Ancien conseiller de monsieur Anselme Enerunga, monsieur Gaston Tulinabo Hamulonge est arrêté en septembre 2006 avec ses frères (Xavier Balymwabo Hamulonge, Kalungu Muyangendo, Antoine Mitaro et Bamwisho) au cours d’une mission de service à l’Est du pays. Les victimes sont transférées à Kinshasa accompagnées par le colonel Kekambezi et conduites directement aux cachots de la Direction de Renseignements Généraux de la Police (DRGS) pour leur détention.

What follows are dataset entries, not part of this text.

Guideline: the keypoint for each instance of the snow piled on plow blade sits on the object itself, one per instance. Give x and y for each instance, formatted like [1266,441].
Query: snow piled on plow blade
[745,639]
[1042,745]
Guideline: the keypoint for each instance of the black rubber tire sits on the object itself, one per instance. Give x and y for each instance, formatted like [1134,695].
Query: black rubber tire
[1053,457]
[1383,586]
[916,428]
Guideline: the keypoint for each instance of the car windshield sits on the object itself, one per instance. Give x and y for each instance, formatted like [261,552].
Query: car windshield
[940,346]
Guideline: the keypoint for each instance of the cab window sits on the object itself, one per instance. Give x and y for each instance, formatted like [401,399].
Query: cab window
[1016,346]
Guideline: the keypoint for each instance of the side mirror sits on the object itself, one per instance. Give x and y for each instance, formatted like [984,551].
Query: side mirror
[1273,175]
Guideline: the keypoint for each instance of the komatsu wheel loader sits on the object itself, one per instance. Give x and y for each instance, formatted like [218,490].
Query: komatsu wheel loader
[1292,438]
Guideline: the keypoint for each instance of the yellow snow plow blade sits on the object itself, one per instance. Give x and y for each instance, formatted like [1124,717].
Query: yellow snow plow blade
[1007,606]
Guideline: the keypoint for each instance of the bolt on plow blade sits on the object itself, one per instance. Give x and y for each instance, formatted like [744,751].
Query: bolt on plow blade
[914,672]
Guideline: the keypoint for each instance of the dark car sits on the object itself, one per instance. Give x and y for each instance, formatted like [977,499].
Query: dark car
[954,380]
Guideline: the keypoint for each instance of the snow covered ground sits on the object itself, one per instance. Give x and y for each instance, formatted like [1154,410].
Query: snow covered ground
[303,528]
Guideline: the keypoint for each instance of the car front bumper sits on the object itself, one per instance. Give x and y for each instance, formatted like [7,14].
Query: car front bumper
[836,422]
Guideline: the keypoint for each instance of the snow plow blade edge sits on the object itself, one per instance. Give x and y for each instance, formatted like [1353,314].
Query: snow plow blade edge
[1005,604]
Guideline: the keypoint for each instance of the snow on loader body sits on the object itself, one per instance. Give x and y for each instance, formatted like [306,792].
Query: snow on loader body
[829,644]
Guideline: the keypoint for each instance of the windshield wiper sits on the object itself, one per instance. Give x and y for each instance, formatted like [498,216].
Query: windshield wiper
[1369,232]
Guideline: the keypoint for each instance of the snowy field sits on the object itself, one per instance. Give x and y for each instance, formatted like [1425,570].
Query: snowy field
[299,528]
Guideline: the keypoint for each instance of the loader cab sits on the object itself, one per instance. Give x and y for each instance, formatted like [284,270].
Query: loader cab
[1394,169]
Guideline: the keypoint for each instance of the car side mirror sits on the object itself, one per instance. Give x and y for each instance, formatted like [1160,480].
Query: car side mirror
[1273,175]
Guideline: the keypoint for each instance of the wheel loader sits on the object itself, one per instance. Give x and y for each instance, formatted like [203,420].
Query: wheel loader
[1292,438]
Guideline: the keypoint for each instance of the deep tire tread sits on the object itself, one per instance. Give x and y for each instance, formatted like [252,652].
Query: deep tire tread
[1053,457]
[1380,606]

Il leur reproché d’être envoyés par l’ancien ministre Anselme pour préparer une rébellion et solliciter les services des marabouts pour chasser les interahamwe et ex FAR.
Dimanche 11 février 2007, monsieur Théophile Mutarumbu Munda (frère aîné de M. Anselme Enerunga est enlevé par colonel Dido Fataki, dispo au bataillon Q.G/EMG-FARDC et acheminé au cachot de la Garde républicaine (GR, ex GSSP) où il est présentement placé en détention sans aucun grief.


Conclusion et recommandations :


C’est pratiquement la consécration de l’arbitraire au sommet de l’Etat dans la mesure où des personnes arrêtées et détenues sur base d’aucune preuve matérielle continuent à croupir en prison pendant de nombreuses années, et ce, en dehors et en violation de toute procédure judiciaire dans un pays qui se veut pourtant un Etat de droit.
L’absence chronique de la volonté politique manifeste dans le chef des dirigeants porte à croire que tous les groupes de personnes en détention au CPRK sont des détenus personnels d’un poignet d’individus au pouvoir.
Par conséquent, la VSV en appelle urgemment à :
- l’organisation d’un procès juste et équitable en faveur de tous les détenus, sinon leur libération pure et simple ;
- la prise et l’application effective d’une mesure d’amnistie générale et non discriminatoire pour tous les détenus politiques, d’opinion et autres arrêtés pour faits de guerre ;
- l’indemnisation de certains détenus pour privation arbitraire de liberté, arrestation arbitraire et détention prolongée ;
- la poursuite de tous les auteurs et complices des arrestations arbitraires, détentions illégales et des exécutions sommaires et extra judiciaires ;
- la confirmation officielle par le gouvernement de l’exécution sommaire et extrajudiciaire du docteur Soso Gesevene Faustin, des militaires disparus à la DEMIAP en 2002, etc.

Fait à Kinshasa, le 15 février 2007
LA VOIX DES SANS-VOIX POUR LES DROITS DE L’HOMME (VSV).